O processo de obtenção de analgésicos e muito mais dos choupos: verdes e industrializáveis
O processo é principalmente à base de água, depende de solventes verdes e é contínuo em vez de em lote, o que o torna ideal para aplicações industriais. Por esta razão, já está em processo de patenteamento pela Wisconsin Alumni Research Foundation, a organização sem fins lucrativos que comercializa descobertas universitárias para apoiar pesquisas em andamento.
O que isso significa? Significa que poderemos ver em breve o nascimento de uma nova geração de pequenas biorrefinarias capazes de transformar madeira numa infinidade de produtos valiosos, criando novos empregos e oportunidades económicas, especialmente nas zonas rurais e florestais.
Analgésicos no centro de um novo e delicado equilíbrio verde
O choupo é uma árvore com características especiais que o colocam no centro de muitas utilizações.

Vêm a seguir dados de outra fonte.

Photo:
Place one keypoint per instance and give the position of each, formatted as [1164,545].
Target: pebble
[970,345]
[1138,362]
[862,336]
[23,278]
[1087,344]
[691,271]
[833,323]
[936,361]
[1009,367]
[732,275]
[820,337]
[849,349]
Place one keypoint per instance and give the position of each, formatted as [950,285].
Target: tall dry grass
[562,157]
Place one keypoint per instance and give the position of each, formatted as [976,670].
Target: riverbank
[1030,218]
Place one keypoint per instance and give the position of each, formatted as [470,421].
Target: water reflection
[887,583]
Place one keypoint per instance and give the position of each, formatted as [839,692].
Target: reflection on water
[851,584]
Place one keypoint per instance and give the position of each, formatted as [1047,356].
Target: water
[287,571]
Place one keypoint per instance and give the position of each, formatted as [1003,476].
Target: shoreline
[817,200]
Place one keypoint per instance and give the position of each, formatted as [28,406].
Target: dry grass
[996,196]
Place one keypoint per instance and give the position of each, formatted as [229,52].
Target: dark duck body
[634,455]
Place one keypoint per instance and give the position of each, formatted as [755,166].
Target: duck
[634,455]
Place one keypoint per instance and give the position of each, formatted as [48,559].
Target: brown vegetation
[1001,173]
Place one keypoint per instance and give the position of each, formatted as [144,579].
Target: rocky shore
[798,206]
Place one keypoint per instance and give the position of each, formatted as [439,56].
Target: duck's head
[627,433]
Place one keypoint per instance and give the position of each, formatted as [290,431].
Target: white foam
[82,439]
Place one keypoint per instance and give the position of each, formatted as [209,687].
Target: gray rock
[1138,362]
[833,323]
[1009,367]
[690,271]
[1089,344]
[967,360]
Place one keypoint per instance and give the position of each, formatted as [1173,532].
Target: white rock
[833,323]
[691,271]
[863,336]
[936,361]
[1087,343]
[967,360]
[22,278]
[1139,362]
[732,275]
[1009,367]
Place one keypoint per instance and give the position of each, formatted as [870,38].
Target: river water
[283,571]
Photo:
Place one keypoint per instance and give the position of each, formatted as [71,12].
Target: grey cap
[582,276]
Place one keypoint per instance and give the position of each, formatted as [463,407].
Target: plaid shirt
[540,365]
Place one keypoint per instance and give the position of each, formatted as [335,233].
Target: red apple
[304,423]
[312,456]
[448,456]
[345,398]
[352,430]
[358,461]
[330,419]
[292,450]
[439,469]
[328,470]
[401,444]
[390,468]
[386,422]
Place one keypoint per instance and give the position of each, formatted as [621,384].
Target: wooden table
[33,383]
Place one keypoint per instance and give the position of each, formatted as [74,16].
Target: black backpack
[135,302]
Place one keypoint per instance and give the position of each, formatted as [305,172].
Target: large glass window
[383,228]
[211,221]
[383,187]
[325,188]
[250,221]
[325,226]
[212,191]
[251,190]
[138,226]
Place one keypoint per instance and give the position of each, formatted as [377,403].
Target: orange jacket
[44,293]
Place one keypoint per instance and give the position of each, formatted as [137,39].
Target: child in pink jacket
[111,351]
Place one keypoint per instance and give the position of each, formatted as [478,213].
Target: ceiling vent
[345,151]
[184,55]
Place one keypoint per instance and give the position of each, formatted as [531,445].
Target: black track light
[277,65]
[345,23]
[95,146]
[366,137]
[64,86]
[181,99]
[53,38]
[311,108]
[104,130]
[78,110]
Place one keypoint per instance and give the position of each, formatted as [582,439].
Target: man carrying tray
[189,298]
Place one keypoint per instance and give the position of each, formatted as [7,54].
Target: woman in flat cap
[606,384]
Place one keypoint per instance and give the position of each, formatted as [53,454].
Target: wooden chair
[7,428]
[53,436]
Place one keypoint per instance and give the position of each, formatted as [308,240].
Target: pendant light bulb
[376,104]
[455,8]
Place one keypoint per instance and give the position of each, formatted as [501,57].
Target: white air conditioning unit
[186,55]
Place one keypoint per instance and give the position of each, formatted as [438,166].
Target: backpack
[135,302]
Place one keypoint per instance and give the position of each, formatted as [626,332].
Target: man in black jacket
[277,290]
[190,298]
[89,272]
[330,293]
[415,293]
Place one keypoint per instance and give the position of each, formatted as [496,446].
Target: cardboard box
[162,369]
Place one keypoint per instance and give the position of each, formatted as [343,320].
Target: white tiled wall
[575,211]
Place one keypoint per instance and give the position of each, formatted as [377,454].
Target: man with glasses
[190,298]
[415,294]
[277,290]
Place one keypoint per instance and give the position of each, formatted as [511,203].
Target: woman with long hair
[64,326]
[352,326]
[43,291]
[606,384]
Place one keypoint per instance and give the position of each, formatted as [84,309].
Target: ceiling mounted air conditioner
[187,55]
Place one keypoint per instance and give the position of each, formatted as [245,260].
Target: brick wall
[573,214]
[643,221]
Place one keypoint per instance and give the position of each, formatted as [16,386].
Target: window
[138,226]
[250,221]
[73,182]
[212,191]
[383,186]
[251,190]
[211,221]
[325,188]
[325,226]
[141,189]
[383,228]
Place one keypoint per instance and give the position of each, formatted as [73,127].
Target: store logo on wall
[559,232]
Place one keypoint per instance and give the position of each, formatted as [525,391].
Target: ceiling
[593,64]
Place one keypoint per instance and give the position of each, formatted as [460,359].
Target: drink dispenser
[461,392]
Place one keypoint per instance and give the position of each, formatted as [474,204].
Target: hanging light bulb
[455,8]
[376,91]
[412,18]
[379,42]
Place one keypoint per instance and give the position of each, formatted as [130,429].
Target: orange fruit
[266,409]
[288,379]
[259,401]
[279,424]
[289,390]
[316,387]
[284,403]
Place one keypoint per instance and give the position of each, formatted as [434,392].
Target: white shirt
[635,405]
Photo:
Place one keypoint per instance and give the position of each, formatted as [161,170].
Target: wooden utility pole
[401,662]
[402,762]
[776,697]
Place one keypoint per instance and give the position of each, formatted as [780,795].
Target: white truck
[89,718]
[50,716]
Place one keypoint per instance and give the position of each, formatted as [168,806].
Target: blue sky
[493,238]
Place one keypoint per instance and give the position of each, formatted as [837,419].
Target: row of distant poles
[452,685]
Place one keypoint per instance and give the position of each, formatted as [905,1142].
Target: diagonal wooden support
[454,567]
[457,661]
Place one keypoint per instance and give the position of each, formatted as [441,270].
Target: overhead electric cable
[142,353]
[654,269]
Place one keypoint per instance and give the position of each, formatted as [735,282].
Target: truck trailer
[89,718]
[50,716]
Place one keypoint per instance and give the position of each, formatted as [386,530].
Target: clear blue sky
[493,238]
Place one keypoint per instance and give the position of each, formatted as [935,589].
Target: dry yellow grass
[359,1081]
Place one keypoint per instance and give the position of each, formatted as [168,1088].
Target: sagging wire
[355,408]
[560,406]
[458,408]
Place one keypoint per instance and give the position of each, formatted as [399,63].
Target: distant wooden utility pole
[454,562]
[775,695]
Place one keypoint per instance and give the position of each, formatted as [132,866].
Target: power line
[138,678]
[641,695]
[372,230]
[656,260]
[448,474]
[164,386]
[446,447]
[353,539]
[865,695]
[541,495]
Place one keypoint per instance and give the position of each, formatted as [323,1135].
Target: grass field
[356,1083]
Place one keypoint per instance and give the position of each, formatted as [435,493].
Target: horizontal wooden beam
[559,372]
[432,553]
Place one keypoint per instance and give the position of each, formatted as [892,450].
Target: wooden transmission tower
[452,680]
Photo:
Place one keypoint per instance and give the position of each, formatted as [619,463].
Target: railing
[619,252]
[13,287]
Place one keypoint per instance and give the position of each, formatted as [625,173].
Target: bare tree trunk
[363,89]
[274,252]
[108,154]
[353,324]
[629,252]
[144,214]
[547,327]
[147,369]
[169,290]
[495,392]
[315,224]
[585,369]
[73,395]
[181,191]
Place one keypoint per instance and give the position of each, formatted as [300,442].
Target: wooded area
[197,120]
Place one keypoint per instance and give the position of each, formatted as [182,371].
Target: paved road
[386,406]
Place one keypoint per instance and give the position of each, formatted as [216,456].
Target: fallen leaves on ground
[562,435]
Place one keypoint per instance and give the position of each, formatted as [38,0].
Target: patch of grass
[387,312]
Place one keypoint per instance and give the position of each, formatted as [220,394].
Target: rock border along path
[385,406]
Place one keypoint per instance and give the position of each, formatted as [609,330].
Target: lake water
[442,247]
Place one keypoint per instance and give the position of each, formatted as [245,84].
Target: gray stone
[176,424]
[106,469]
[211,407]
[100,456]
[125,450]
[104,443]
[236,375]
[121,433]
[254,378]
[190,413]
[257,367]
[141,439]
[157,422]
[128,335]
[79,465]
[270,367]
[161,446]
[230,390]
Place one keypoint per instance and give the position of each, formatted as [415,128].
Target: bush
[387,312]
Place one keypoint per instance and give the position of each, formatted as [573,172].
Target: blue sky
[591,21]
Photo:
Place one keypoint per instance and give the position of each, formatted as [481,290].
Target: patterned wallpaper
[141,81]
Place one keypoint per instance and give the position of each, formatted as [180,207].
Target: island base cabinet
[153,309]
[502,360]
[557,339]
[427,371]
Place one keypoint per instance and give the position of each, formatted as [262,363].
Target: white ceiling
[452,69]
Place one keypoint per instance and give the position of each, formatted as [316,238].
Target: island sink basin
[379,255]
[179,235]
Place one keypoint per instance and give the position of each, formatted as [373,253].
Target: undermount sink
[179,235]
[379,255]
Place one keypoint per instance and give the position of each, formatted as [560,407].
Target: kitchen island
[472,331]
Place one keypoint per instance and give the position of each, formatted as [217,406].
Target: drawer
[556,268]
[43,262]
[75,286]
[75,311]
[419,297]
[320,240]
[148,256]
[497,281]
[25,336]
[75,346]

Das fibras têxteis ao mobiliário, da pasta de madeira ao sequestro de CO2. Cresce um metro por ano, pode ter uma rotação rápida e não corremos o risco de acelerar o desmatamento usando-o também para analgésicos.
Claro, o caminho ainda é longo e não está isento de obstáculos. Serão necessários investimentos, políticas clarividentes e colaboração entre a investigação, a indústria e o governo para transformar esta descoberta promissora numa realidade generalizada e acessível a todos.
O passo dado pelos investigadores da Universidade de Wisconsin-Madison parece apontar na direcção certa: a de um mundo em que a química verde já não seja uma excepção, mas sim a regra. E haverá dor por causa do petróleo.